Das Risiko von Aktieninvestments lässt sich anhand verschiedener Kenngrößen bewerten wie z.B. der Volatilität, also der Schwankungsanfälligkeit oder dem Maximum Drawdown, also dem größtmöglichen Verlust in der Vergangenheit. Außerdem wird oft die Länge des maximalen Verlustzeitraums genannt, also die Zeit, die im schlimmsten Fall gewartet werden muss, bis der Ursprungswert des investierten Kapitals wieder erreicht wird. Die meisten Betrachtungen gehen dabei davon aus, dass das gesamte Kapital zu einem bestimmten Zeitpunkt investiert wurde.

Ein sukzessives Investieren im Rahmen eines Sparplans wird in der Regel nicht betrachtet und es wird einfach davon ausgegangen, dass der maximale Verlustzeitraum für Sparpläne kürzer ausfallen muss, da man verhindert sein gesamtes Kapital zum wohlmöglich schlechtesten Zeitpunkt bei hohen Kursständen zu investieren.
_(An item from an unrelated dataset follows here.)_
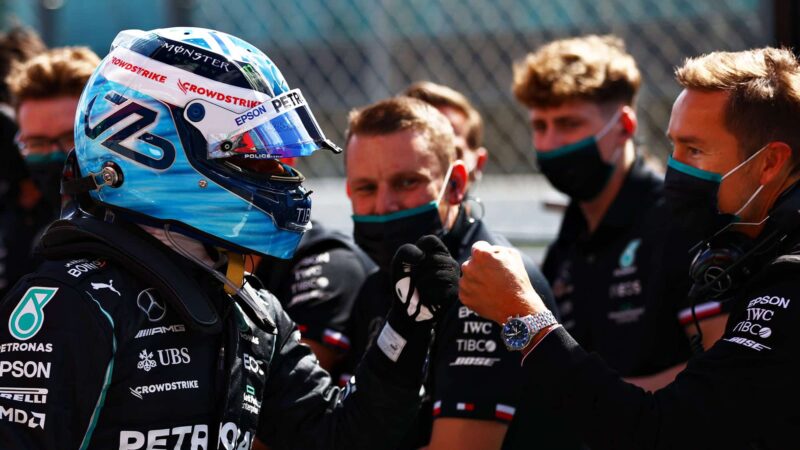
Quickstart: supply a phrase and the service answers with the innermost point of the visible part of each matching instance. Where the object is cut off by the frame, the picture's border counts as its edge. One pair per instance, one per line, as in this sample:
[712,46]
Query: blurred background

Aber ist diese Annahme tatsächlich korrekt oder kann der maximal mögliche Verlustzeitraum bei Sparplänen doch länger ausfallen als bei einer Einmalanlage?

Daten MSCI World

Für die folgenden Berechnungen des maximalen Verlustzeitraums betrachten wir den MSCI World in seiner Total Return Form, d.h. die Kursentwicklung einschließlich reinvestierter Dividenden. Die Daten beinhalten den Zeitraum von Januar 1970 bis Januar 2022 in monatlichen Intervallen. Nähere Informationen zu den Daten unter Finanzdaten.

Maximaler Verlustzeitraum bei ETF Einmalanlage

Wenn die Länge des maximalen Verlustzeitraums angegeben wird, beziehen sich die Betrachtungen meist auf eine Einmalanlage des Kapitals, d.h. das gesamte Kapital wird zu einem bestimmten Zeitpunkt investiert.

Der Zeitraum lässt sich unter diesen Voraussetzungen einfach bestimmen. Für den MSCI World beträgt die Länge des maximalen Verlustzeitraums elf Jahre und sieben Monate und zwar von Juli 1997 bis März 2009. Der maximale Verlustzeitraum startete somit einige Jahre vor dem Platzen der Dotcom-Blase und endete mit dem Tiefpunkt der großen Finanzkrise. In Abbildung 1 sind der Zeitraum sowie die logarithmische Wertentwicklung des MSCI World dargestellt. Dabei handelt es sich um nominale Werte, d.h. der Einfluss der Inflation wurde nicht berücksichtigt.

Die Abbildung zeigt die Wertentwicklung des MSCI World (Total Return) sowie der längste mögliche Verlustzeitraum für eine Einmalanlage.
Abbildung 1: Die Wertentwicklung des MSCI World (Total Return) sowie der längste mögliche Verlustzeitraum für eine Einmalanlage.

Maximaler Verlustzeitraum bei ETF Sparplänen

Bei einem Sparplan ist die Berechnung des maximalen Verlustzeitraums weitaus komplexer, weil man die Wertentwicklung für jede Sparplanausführung separat betrachten muss, um dann zu jedem beliebigen Zeitpunkt die Differenz aus End- zu Anfangswert des investierten Kapitals zu berechnen.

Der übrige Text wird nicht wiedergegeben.